Last week the diligent Michael Quinion reported in World Wide Words, a weekly newsletter, on an article in Britain’s Daily Telegraph, “Secret vault of words rejected by the Oxford English Dictionary uncovered.” The “vault,” Mr. Quinion explains, is “a rather boring office filled with filing cabinets housing citation slips.”
Now the estimable Ben Zimmer goes further in a post at Language Log linked to his article in Visual Thesaurus, finding that “the Telegraph's collection of words supposedly rejected by the OED includes ephemeral ad-hoc coinages that would never be seriously considered by any major dictionary, alongside words that could very well enter the OED in the near future.”
Despite the technological advances—huge electronic databases, for example—a good deal of the lexicographer’s work is much the same as when Samuel Johnson balanced himself on a chair missing one leg in a garret in Gough Street or James A.H. Murray sat amid millions of paper slips in a shed in his garden. They comb sources, looking for developments in the language: old words in new senses, words dropping into obsolescence, new words arriving. And when they identify coinages, they have to determine whether the neologism is ephemeral or has lodged in the language. When they are preparing a printed edition, they must winnow ruthlessly to keep the text within the limits that the publisher can stand.

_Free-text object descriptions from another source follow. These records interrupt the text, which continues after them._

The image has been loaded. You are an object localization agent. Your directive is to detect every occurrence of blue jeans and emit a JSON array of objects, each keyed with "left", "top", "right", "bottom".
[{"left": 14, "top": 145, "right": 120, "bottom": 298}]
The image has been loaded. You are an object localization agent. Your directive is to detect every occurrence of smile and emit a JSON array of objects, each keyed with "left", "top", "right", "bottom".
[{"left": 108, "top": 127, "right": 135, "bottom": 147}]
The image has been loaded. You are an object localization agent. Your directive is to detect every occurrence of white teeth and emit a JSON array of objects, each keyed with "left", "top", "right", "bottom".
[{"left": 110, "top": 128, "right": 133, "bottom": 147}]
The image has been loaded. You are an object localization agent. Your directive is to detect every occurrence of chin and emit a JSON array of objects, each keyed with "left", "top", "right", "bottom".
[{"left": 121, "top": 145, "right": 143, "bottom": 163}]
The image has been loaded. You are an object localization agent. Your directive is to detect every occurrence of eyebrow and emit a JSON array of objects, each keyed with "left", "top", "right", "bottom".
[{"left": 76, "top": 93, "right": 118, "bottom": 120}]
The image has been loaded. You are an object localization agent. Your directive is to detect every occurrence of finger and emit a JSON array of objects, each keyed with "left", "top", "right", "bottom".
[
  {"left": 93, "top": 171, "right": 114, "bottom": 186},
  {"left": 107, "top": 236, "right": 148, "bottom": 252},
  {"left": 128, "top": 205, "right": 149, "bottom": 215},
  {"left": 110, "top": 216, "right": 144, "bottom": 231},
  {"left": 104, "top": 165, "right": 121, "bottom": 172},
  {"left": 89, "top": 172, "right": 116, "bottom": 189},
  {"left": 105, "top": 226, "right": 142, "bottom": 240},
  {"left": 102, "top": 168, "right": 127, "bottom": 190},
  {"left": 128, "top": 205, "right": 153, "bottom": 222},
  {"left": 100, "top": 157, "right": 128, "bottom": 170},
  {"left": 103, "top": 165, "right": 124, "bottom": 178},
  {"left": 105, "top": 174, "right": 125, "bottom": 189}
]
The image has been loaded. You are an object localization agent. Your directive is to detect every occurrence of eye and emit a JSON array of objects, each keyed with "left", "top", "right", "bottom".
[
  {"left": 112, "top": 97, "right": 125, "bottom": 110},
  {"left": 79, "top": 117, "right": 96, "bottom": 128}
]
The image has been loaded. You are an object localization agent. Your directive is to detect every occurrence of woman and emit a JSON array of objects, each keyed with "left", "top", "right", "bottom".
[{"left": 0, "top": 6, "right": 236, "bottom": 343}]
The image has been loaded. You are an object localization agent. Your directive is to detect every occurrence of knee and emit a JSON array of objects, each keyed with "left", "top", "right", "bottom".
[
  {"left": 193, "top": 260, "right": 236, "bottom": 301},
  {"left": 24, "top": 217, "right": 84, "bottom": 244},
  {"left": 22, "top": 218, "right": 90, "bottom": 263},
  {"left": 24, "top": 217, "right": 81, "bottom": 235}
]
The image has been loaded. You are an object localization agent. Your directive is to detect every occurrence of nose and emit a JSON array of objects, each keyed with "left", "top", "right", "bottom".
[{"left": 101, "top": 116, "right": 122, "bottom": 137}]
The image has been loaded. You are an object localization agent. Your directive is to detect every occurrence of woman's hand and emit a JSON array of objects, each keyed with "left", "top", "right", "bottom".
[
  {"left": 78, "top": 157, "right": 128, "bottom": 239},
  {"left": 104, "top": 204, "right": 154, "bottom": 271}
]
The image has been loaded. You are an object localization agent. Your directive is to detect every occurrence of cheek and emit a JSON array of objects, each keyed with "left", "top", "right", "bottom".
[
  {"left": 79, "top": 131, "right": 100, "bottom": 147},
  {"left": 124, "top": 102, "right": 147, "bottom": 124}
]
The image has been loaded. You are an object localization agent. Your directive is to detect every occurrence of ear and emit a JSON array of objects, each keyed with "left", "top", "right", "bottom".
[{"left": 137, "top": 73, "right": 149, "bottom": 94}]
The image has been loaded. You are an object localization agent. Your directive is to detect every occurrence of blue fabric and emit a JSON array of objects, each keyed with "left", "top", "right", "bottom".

The “secret vault” nonsense in the Daily Telegraph points to the public’s disinclination to take dictionaries for simple indications of how words are commonly used and understood. They want lexicographers to be legislators—hence the silly campaigns that are occasionally mounted to lobby for inclusion of words in the OED. They want to be able to say that something is “not a word,” based on whether a dictionary has supposedly ratified it. They want to be able to use dictionaries to settle bets in bars. They want dictionaries to ratify their preferences and proscribe their dislikes. Even the editors of the Associated Press Stylebook, who are people who ought to know better, for Fowler’s sake, tweeted last week about “preferred” spellings in Webster’s New World.
If you’re looking for a rule book, buy Hoyle’s, not a dictionary.







Comments
How many Scrabble players do you think are behind the push to include these "new" words?
Posted by: rusty | August 10, 2010 12:02 PM
In my mind, each of these illicit non-words is kept in a leather-bound, steel-clasped tome that emits golden light upon opening. Like a dragon's hoard, only mustier.